My life revolved around homicide. A single parent, I dragged my own teenagers to murder scenes more than once. I was afraid to leave town for fear I'd miss a fallen child. Tears came to me suddenly, in supermarkets or in rush-hour traffic.

I thought I knew something about violent crime because a close friend had been murdered. I realized I knew nothing about its daily presence after a car with tinted windows screeched up to a vigil for Kareek Adams in Frankford - and I stood there, stupidly, while everyone else ran for cover.

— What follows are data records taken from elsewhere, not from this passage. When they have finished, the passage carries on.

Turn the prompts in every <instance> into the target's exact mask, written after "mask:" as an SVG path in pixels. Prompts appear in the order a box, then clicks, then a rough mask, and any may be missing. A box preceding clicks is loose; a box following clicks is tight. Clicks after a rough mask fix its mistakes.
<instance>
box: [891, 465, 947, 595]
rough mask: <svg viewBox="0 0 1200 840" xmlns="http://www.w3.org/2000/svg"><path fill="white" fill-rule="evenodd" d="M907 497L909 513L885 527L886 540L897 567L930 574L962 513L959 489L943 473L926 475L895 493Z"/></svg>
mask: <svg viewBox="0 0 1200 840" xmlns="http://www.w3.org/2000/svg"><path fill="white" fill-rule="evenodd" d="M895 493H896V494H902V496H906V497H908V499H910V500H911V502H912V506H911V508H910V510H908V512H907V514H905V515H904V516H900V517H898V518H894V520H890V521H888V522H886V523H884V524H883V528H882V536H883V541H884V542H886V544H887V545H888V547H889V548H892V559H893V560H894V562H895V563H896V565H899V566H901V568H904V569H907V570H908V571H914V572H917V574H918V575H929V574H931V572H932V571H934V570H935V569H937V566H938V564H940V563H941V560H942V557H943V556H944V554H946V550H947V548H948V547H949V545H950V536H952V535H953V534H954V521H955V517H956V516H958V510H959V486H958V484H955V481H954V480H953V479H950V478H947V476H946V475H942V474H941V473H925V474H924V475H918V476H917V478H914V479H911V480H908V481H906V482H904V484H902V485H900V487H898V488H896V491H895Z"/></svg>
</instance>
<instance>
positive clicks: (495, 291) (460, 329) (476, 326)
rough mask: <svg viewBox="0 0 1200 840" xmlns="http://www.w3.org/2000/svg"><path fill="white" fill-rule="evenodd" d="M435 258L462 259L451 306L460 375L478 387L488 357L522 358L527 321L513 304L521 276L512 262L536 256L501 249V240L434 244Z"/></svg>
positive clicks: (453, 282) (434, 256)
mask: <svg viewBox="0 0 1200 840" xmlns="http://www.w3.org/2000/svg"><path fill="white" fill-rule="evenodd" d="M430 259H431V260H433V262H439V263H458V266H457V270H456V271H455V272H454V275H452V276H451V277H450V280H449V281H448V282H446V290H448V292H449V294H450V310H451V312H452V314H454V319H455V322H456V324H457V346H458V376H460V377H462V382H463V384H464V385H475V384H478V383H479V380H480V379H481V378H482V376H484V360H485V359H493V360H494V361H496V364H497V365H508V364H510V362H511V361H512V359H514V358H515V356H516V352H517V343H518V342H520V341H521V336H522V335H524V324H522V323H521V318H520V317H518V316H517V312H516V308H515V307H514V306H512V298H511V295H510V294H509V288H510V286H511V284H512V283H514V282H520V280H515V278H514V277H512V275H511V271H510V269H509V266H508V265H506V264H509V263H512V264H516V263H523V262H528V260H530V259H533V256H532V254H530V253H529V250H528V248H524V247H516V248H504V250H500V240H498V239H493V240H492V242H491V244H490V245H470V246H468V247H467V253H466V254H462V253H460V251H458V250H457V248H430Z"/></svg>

Because I had little space to write about each death, I often had to omit information that might have led to a better understanding of a child. After a reader wondered how Tariq Blue Jr., 14, could have afforded 60 pairs of blue jeans, I wished I had added that he made clothes money by standing in city traffic on hot days, selling bottled water.

The kids often surprised me, resisting any stereotypes I might have had. The teen who looked to be the toughest - he died in the drug house where he allegedly lived and worked - was always on time for school, made good grades, and delighted his teachers. If Vincent Thomas, 17, saw dealing as a safe way to support himself while pursuing an education, he was possibly the most naive of all.

Eventually, I began seeing the same faces at funerals. At Casha'e Rivers' service, I met Tomika Brunson, who told me the dead kindergartner had been her children's cousin. As was Raphael Glee, whose death I had covered a few weeks earlier. (Destiny Wright, infamously strangled in West Philadelphia two years earlier, was also related.)

Brunson's children, she said, were not taking this well; a son wept at her side as we spoke.

I will always be grateful for the generosity of the grieving families. Alisha Corley opened her door to me on the night her daughter Casha'e was killed, and we sat together as the little girl's picture flickered across the 10 o'clock news. Darnell DeLoatch's family allowed me to attend a private viewing of his body. Terrence Adams' mom, Debbie, invited me to pray with her.

More than once, a frustrated mourner yelled at me as I snapped pictures at a loved one's grave - then later apologized and assured me I had done the right thing.

Almost always, I was given a spot on the couch. A plate of fried chicken. And trust.

The first time I heard "We Shall Overcome" was more than 40 years ago. Three civil-rights workers had just been killed in Mississippi; my New Jersey community was hosting a group of Southern black teenagers who needed to get away until things cooled down. I was a spoiled suburban kid, but I'll never forget standing in a circle, holding hands with them, and singing that song.

The last time I heard it was at the burial of little Casha'e Rivers, just before her body was placed in the ground.